Cragg’in “Masks” başlıklı yapıtları ise dairesel ya da eliptik katmanlar hâlinde üst üste binen taş halkalardan oluşuyor ve geleceğe dönük, dinamik bir etki yaratıyor. Bir insan yüzünün çoğaltılmış ve üst üste bindirilmiş profillerinden soyutlanan bu işler, yine de ölçüleri, malzeme varlıkları ve izleyicide uyandırdıkları neredeyse empatik, bedensel tepki üzerinden insana sıkı sıkıya bağlı kalıyor. Sanatçının tüm üretiminde odak noktası doğrudan temsil değil; malzemenin ifade olanakları, hareket, kütle ve her maddenin özünde bulunan moleküler düzenlenme ihtimalleri.
“Stand” ve “Masks” serilerinin figüratif nitelikleri arasındaki bu diyalog, mekânın dışına da taşarak galeri avlusuna yerleştirilen anıtsal ölçekli açık hava heykelleriyle devam ediyor. Serginin merkezinde yer alan iç avluda, bronzdan yapılmış büyük ölçekli bir “Contradiction” heykeli konumlanıyor. Bu heykel, bir yandan kendi etrafında dönen bir güç izlenimi yaratırken, öte yandan gökyüzüne doğru yükselen dikey bir kütle hâlini alarak yerçekimine meydan okur gibi görünüyor.

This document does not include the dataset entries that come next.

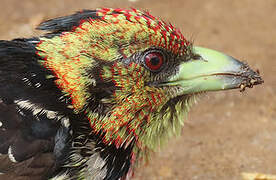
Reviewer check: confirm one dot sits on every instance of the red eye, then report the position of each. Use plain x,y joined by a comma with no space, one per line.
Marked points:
154,61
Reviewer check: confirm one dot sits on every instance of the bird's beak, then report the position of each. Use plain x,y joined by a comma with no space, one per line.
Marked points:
213,71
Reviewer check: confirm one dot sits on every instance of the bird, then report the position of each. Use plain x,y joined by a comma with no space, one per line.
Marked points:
100,91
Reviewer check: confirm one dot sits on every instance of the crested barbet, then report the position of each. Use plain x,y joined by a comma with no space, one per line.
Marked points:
99,92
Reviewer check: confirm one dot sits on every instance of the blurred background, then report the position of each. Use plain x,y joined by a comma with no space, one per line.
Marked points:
226,132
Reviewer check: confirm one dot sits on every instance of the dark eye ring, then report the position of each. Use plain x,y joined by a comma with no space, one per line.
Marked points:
154,61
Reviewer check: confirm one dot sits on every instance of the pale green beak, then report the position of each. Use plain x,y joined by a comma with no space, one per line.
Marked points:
212,72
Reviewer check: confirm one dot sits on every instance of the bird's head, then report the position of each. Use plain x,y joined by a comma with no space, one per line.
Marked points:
132,74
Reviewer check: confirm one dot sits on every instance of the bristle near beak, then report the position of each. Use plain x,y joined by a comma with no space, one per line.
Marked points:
213,71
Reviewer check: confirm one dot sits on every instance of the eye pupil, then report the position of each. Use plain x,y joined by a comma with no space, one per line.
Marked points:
154,61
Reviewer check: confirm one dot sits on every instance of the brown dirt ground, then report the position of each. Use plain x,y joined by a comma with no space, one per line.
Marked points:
227,132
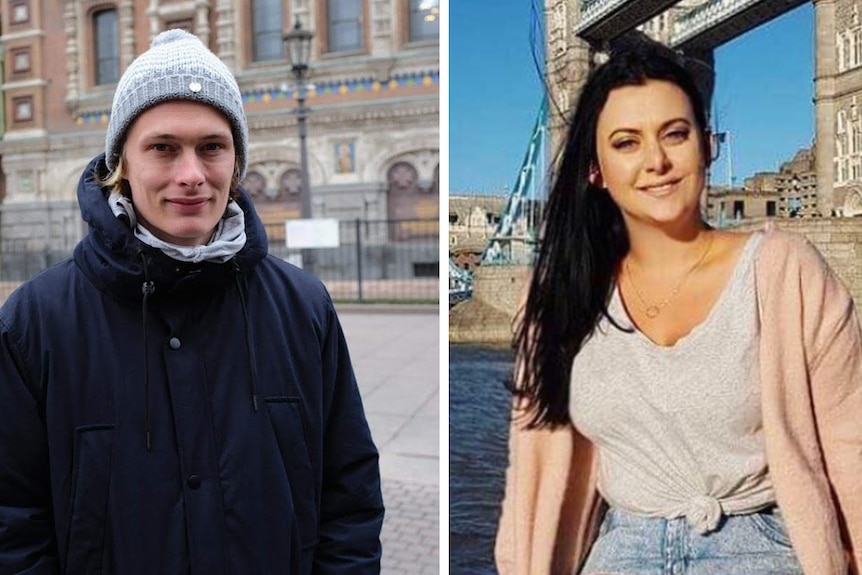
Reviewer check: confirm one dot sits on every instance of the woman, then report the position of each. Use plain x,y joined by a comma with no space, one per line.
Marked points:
687,399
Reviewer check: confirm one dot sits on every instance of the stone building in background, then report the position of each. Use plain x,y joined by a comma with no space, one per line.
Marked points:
791,192
373,132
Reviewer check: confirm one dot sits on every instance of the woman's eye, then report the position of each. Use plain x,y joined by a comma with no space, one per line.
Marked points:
623,144
678,135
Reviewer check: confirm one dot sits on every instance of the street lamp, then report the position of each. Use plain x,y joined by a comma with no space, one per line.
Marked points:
298,47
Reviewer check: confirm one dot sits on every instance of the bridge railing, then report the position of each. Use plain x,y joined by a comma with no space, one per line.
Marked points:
376,261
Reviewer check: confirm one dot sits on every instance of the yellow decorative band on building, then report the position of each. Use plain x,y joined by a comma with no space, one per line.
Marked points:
340,88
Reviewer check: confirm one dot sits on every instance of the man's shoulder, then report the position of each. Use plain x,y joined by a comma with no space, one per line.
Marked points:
46,287
275,272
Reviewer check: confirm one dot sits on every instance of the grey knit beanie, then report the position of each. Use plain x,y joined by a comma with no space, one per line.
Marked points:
176,67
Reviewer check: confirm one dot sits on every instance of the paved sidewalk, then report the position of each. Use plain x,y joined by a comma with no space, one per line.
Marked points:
396,357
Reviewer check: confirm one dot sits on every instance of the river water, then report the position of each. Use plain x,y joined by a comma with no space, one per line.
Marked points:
478,431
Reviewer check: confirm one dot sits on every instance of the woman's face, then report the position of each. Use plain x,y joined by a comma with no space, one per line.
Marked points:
650,155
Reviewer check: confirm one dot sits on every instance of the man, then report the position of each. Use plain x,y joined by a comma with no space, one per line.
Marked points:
172,399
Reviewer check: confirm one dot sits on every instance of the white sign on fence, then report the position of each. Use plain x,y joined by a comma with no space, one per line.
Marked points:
311,233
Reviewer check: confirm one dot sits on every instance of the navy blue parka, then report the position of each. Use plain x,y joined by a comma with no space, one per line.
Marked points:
211,426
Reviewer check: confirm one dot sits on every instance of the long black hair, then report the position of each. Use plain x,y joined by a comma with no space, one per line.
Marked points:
584,238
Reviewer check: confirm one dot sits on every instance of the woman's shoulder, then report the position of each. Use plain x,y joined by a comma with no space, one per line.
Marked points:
782,248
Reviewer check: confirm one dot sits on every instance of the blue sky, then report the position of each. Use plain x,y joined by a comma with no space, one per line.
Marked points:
764,91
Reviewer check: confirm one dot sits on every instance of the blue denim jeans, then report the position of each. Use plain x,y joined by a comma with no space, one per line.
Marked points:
753,544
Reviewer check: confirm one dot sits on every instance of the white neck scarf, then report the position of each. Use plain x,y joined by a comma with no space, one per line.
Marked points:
228,239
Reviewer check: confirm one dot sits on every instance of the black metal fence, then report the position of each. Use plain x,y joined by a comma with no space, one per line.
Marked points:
393,261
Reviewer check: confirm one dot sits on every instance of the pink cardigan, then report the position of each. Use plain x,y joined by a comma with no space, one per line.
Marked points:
811,375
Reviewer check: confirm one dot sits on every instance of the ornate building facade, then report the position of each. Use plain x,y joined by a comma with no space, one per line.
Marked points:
373,129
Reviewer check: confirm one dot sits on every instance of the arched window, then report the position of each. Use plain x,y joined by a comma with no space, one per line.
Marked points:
344,25
267,18
106,47
839,47
255,184
424,20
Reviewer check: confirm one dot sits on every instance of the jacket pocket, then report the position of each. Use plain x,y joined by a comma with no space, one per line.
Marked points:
91,477
285,415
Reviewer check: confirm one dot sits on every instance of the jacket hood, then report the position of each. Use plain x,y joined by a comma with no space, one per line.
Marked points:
114,259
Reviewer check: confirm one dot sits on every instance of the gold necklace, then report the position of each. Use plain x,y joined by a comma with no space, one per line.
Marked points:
652,310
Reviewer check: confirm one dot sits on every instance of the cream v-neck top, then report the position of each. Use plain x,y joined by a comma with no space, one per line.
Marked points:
678,429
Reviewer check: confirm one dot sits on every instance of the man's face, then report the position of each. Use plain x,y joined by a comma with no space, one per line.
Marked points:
179,159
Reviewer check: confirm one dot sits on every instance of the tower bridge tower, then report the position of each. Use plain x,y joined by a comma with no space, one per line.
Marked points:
577,29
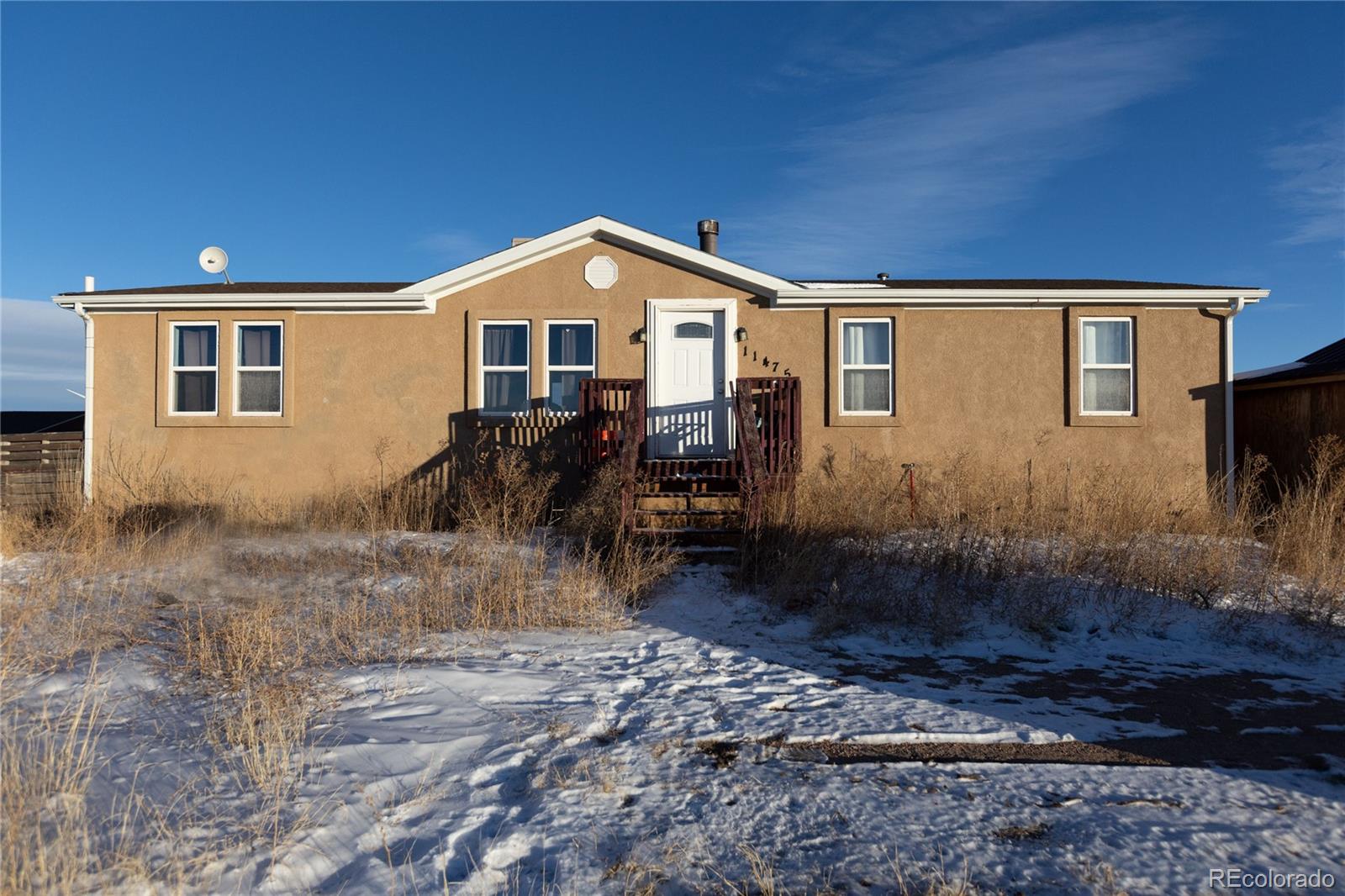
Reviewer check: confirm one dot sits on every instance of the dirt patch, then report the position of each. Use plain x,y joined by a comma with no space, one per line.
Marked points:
1071,752
1017,833
1232,720
723,752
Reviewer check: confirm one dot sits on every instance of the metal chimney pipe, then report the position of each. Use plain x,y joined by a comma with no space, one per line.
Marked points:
709,232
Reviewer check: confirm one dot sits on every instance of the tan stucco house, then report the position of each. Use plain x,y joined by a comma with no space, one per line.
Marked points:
288,387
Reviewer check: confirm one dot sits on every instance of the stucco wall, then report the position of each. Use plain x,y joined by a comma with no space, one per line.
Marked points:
989,382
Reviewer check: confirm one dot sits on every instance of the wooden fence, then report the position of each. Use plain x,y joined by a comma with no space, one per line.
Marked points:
40,467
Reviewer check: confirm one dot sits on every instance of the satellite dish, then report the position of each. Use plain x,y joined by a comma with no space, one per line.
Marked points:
214,260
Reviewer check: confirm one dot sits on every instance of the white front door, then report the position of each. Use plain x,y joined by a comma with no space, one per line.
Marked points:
688,408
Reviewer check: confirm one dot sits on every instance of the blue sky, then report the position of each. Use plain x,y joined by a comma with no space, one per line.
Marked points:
329,141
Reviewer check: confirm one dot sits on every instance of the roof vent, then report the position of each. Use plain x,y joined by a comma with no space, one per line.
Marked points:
709,232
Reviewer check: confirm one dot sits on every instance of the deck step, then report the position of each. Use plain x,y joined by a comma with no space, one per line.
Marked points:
692,535
683,512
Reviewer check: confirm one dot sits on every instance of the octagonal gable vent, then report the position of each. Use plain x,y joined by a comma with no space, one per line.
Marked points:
600,272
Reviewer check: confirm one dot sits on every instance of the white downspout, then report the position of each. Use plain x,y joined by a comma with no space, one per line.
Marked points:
1235,307
87,445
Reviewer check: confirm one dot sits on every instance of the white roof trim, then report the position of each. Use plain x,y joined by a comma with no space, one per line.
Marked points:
277,300
797,296
591,230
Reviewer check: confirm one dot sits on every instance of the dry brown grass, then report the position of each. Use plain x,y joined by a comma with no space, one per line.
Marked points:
1035,542
47,762
249,627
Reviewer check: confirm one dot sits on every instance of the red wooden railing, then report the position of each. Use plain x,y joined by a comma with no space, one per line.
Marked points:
612,416
767,414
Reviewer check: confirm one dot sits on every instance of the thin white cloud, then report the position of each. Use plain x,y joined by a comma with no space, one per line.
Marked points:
456,246
943,148
40,356
1311,181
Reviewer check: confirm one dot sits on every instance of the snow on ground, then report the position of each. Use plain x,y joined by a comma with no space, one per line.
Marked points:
598,762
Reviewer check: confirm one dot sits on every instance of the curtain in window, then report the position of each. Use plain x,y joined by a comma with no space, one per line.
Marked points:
867,343
195,392
506,392
571,345
504,345
1106,342
195,347
260,346
1106,389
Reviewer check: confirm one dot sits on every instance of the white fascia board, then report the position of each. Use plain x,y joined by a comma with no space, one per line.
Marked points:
276,300
1026,298
591,230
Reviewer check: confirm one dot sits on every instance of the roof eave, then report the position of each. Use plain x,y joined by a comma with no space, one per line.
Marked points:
592,230
268,300
1026,298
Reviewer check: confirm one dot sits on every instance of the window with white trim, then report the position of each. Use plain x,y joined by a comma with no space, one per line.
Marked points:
259,369
504,366
194,369
571,356
867,366
1106,366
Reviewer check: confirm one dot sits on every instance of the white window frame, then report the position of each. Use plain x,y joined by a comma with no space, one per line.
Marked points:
1130,366
174,369
482,367
548,366
239,367
891,367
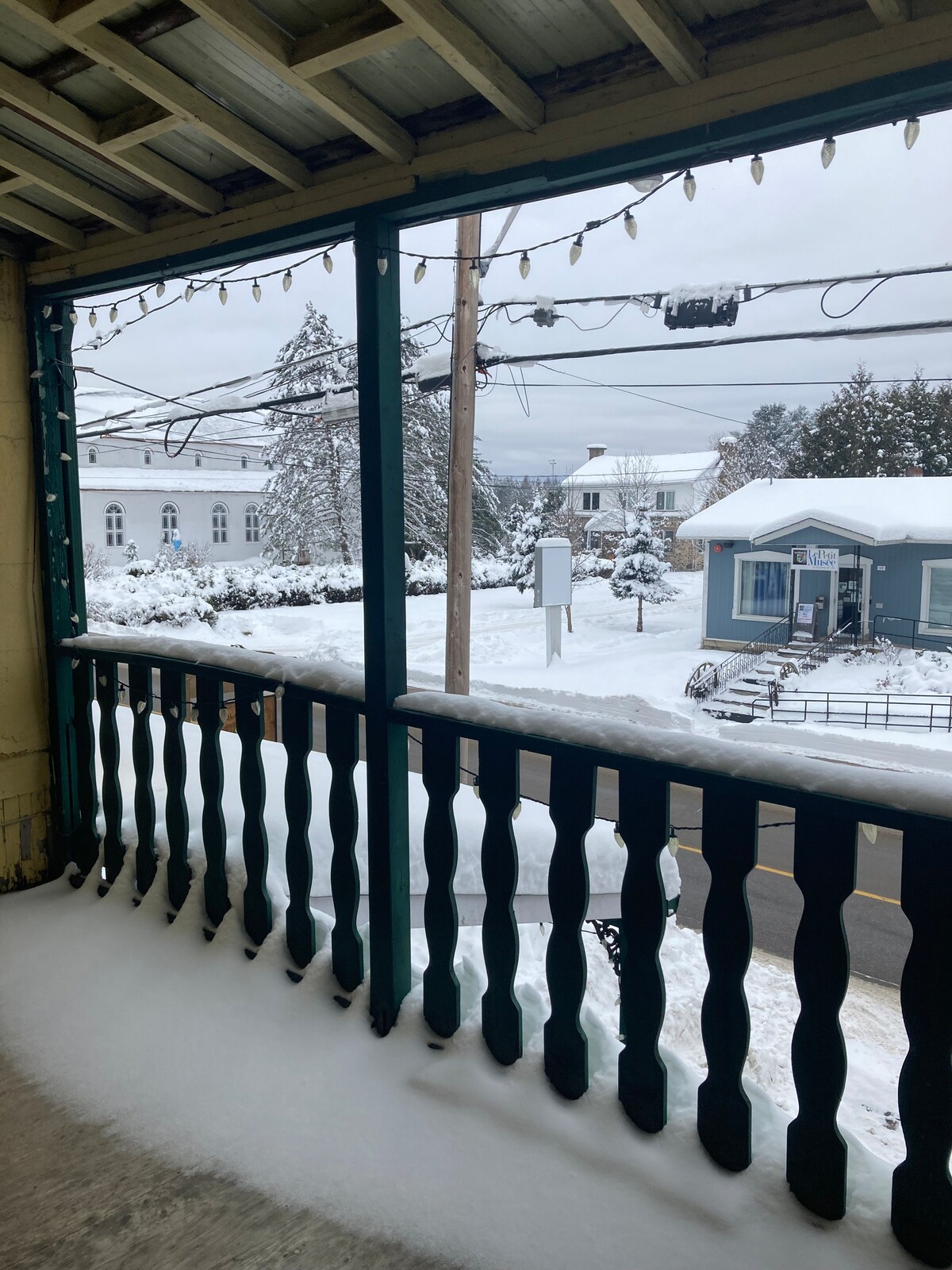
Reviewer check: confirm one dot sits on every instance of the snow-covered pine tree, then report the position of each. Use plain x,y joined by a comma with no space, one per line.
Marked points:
640,567
526,533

Tony Cragg ve Lisson Gallery izniyle
Lisson Gallery Satış ve Sanatçı Yönetimi Departmanı'ndan Ruya Worthy, sergiye ilişkin değerlendirmelerini The Art Newspaper Türkiye ile paylaştı
“Tony Cragg, bronz ve çelik gibi sert malzemelerle dahi güçlü bir hareket duygusu aktarabilen, formun usta bir yorumcusu. Yeni sergimiz, oyunsu bir enerji taşırken sanatçının pratiğinin özüne sıkı sıkıya bağlı kalmayı sürdürüyor. Bu sergi, Cragg’in yenilikçi son eserlerini sunmanın ötesinde, heykel diline bambaşka bir boyut kazandıran özel bir boya formülasyonunu da tanıtıyor. Bu yenilik, sanatçının heykel dilini yalnızca rafine etmekle yetinmeyip onu sürekli sorguladığını ve genişlettiğini bir kez daha ortaya koyuyor.”
Bu sergi, sanatçının yakın dönemde Dubrovnik, Dessau, Salzburg ve Roma’daki önde gelen kurumlarda açılan kişisel sergilerini ve 2024’te Castle Howard’da gerçekleşen kapsamlı İngiltere sunumunu takip ediyor. Lisson Gallery’deki sergi, aynı zamanda sanatçının Wuppertal’daki Sculpture Park Waldfrieden’de 2025–26 yıllarında devam eden sunumuyla eşzamanlı olarak düzenleniyor.
Sergi, 31 Ocak 2026’ya kadar Lisson Gallery Londra’da ziyarete açık.